What is it Like Experiencing Dementia?
This series of statements is a manifesto for my book, Dementia With Dignity. It explains what it is like experiencing dementia. It’s important that you keep in mind that dementia is a condition, not a disease—one that is progressive and that cannot currently be cured with medications. Take some time to consider each of the statements below and think about what a person is experiencing as their dementia progresses. Keep in mind that their actions and words reflect their feelings, not a diagnosis that they may have been given. And when a person is losing cognitive skills that they’ve relied upon all of their life, they will be upset and frustrated.
#1 “Let me off the hook.”
No, I can’t remember that. No, I don’t know who that person is. No, I cannot figure out how to do that. Please, for the benefit of my self-worth, stop being surprised when I cannot recall something or understand something. It is not rational to think that I will remember when I’m losing my memory skills. It’s even more nonsensical to think that I can understand your explanations when I’m losing my rational thinking skills. I will continue to remember less and continue to understand less. It hurts me when you repeatedly test me and show me that I’m failing.

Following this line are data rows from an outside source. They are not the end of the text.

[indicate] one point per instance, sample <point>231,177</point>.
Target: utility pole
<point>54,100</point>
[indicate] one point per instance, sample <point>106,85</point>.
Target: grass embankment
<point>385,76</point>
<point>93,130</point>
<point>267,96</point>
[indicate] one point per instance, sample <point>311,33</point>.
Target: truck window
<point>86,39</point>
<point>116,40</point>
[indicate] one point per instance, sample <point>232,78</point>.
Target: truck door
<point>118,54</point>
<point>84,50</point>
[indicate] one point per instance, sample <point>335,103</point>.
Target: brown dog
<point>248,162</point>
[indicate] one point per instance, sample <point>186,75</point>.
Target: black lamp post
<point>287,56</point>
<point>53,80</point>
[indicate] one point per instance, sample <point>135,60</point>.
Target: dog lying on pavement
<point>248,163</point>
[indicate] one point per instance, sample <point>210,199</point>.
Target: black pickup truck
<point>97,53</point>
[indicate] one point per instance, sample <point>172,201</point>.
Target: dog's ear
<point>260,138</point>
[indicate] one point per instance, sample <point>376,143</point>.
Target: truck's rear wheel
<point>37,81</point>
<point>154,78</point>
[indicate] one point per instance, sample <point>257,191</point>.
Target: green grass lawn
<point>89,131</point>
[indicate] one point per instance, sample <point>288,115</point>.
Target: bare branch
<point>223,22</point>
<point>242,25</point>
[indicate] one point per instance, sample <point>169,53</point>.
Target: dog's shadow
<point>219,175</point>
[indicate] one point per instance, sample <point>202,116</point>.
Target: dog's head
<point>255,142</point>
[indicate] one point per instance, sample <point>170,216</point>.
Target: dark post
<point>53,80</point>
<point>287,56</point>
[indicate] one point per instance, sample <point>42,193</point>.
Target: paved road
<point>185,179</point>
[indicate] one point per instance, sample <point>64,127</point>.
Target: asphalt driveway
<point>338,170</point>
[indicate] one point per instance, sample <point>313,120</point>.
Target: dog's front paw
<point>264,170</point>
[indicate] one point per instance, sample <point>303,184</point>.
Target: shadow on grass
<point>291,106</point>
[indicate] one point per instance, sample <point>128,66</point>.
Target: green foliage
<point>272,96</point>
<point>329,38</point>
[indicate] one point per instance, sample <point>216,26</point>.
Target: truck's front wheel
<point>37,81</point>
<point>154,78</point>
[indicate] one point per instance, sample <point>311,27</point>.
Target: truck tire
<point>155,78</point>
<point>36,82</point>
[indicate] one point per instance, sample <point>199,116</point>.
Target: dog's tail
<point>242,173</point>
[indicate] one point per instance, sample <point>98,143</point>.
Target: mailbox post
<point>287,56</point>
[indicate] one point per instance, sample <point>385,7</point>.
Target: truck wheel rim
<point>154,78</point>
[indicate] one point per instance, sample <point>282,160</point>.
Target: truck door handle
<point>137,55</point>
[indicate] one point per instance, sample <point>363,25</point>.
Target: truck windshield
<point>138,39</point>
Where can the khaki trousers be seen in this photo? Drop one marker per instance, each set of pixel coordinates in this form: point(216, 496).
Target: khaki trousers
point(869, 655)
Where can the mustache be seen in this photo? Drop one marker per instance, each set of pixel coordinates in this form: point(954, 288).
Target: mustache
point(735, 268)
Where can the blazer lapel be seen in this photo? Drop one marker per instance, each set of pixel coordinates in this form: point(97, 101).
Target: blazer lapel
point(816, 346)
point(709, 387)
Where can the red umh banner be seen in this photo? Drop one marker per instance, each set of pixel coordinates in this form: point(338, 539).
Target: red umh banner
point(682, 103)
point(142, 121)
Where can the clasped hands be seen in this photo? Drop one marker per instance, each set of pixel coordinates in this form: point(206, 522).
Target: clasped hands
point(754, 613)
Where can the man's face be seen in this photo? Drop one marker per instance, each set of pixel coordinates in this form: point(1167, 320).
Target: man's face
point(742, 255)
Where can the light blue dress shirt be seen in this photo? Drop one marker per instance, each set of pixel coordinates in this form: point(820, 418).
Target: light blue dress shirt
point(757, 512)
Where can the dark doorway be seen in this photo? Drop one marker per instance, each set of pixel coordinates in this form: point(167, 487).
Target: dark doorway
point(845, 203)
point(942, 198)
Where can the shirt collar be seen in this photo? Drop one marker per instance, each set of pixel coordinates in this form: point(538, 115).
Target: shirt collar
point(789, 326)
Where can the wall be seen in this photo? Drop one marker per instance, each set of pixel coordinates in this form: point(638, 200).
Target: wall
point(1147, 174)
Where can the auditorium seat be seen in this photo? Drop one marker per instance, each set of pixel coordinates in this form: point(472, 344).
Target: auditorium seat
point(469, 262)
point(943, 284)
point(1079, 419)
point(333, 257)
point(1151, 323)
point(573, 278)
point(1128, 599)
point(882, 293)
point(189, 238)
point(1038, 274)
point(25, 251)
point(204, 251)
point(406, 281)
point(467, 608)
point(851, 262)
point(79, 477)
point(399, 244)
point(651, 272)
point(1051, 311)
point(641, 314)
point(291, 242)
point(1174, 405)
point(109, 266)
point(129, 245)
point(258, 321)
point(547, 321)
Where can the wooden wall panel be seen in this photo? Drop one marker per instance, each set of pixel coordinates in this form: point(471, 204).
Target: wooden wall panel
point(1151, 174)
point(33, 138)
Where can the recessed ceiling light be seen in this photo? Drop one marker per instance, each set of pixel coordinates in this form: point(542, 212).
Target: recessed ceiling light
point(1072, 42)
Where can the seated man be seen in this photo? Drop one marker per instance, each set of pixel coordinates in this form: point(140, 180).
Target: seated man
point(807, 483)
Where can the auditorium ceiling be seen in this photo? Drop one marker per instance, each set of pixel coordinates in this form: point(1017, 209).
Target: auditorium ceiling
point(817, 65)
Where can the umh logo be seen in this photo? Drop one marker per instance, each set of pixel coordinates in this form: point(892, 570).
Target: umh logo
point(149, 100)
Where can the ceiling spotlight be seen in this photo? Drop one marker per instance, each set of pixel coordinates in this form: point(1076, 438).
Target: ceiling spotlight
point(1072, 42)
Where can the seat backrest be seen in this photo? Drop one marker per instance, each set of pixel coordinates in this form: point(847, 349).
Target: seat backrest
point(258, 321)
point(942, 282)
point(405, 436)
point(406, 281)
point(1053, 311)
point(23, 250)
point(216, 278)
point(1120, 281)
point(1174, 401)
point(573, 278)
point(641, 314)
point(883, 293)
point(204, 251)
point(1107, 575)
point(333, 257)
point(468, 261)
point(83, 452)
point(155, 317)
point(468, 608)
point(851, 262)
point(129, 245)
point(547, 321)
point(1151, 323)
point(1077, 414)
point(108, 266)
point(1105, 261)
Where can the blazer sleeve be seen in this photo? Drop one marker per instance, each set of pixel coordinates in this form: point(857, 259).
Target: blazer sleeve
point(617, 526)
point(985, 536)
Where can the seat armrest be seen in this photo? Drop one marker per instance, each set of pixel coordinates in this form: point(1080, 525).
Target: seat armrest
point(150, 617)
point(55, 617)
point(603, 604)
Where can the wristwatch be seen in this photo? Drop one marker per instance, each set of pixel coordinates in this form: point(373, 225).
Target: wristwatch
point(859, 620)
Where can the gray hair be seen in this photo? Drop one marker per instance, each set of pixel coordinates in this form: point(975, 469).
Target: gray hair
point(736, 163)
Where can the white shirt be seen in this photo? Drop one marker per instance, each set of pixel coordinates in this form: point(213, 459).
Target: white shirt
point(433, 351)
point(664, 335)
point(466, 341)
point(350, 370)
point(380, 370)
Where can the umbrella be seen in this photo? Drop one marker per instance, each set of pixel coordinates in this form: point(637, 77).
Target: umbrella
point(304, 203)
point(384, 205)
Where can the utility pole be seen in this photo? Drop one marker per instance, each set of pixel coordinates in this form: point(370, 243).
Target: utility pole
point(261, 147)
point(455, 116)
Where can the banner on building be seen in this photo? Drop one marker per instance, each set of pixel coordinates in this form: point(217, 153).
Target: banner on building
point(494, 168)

And please, please stop trying to teach me things. I am losing the ability to learn new things. I won’t ever get better at remembering, or at reasoning, or at following a list of instructions. Don’t quiz me. I need you to partner with me, not correct and instruct me. I need you to accept my diminishing skills and help me cope.
“See me. I’m not gone yet.”
I am me. I’m still myself. I may be losing my memory and memories, but I am still experiencing life and am fully able to enjoy the present moment. Please understand that not being able to recall something or report it doesn’t mean the experience didn’t happen. Even if I don’t remember what we said and did this morning, it doesn’t mean I didn’t experience it with you, and that that experience will not affect my mood going forward—it will. I was just as fully there as you were—maybe more so—and I am fully here in this moment, too. But only you can make it beautiful for me.
#3: “Help me, don’t prevent me.”
We have two sets of thinking skills and I’m only losing the secondary set. I’m losing rational thought but I am not losing intuitive thought. Please understand the difference between the two. Rational thought is all about manipulating facts. It helps us organize information, check off lists, see cause and effect, evaluate, compare, and come to decisions. You’re right. I’m becoming less able to do those things. I need your help with those tasks.
But I am not losing my intuitive thought processes. My ability to read your expressions and body language is heightened and has actually improved. I know how you feel and I know how I feel, even if I can’t think of the right word to express it. I can enjoy beauty in all its forms. I can hear, see, touch, feel touch, taste and smell. Please help me explore all the beauty this world has to offer. I want to experience it with you. Don’t isolate me or lock me away in hopes of keeping me safe. I need beauty and companionship more than ever.
4: “Show me the good.”
I have no defenses when you bring me sorrow. I cannot recall or analyze why you might be sad, nor reason you or myself out of it. I can only experience what you bring me. When you are irritated with me, I cannot use cause and effect to understand why. I can only reflect it back to you. When you are overcome with worry, I cannot form a plan to help you or lighten your load like I used to (I wish that I could, but I cannot). All I can do is absorb your negativity and amplify it. I am like a sponge to your moods.
So please bring me the good things in life—your love, your laughter, your companionship. I will reflect it back to you twofold. That I can do.
5: “Join me in the intuitive world.”
It’s wonderful over here! You wouldn’t believe how much joy there can be! I am living in the present moment. I have mastered effortlessly (because I have no option) what people spend decades using mindfulness to achieve. I am here, in the now, fully, with no distractions from thoughts about the past or future. Come join me. You will find beauty in every direction too, if you’ll just slow down and look, really look, and be, here beside me. I feel everything so deeply, so clearly—now that I am without rational thought or memory to distract me.
Come join me—even if only for a minute or two. I would be so happy to enjoy it with you.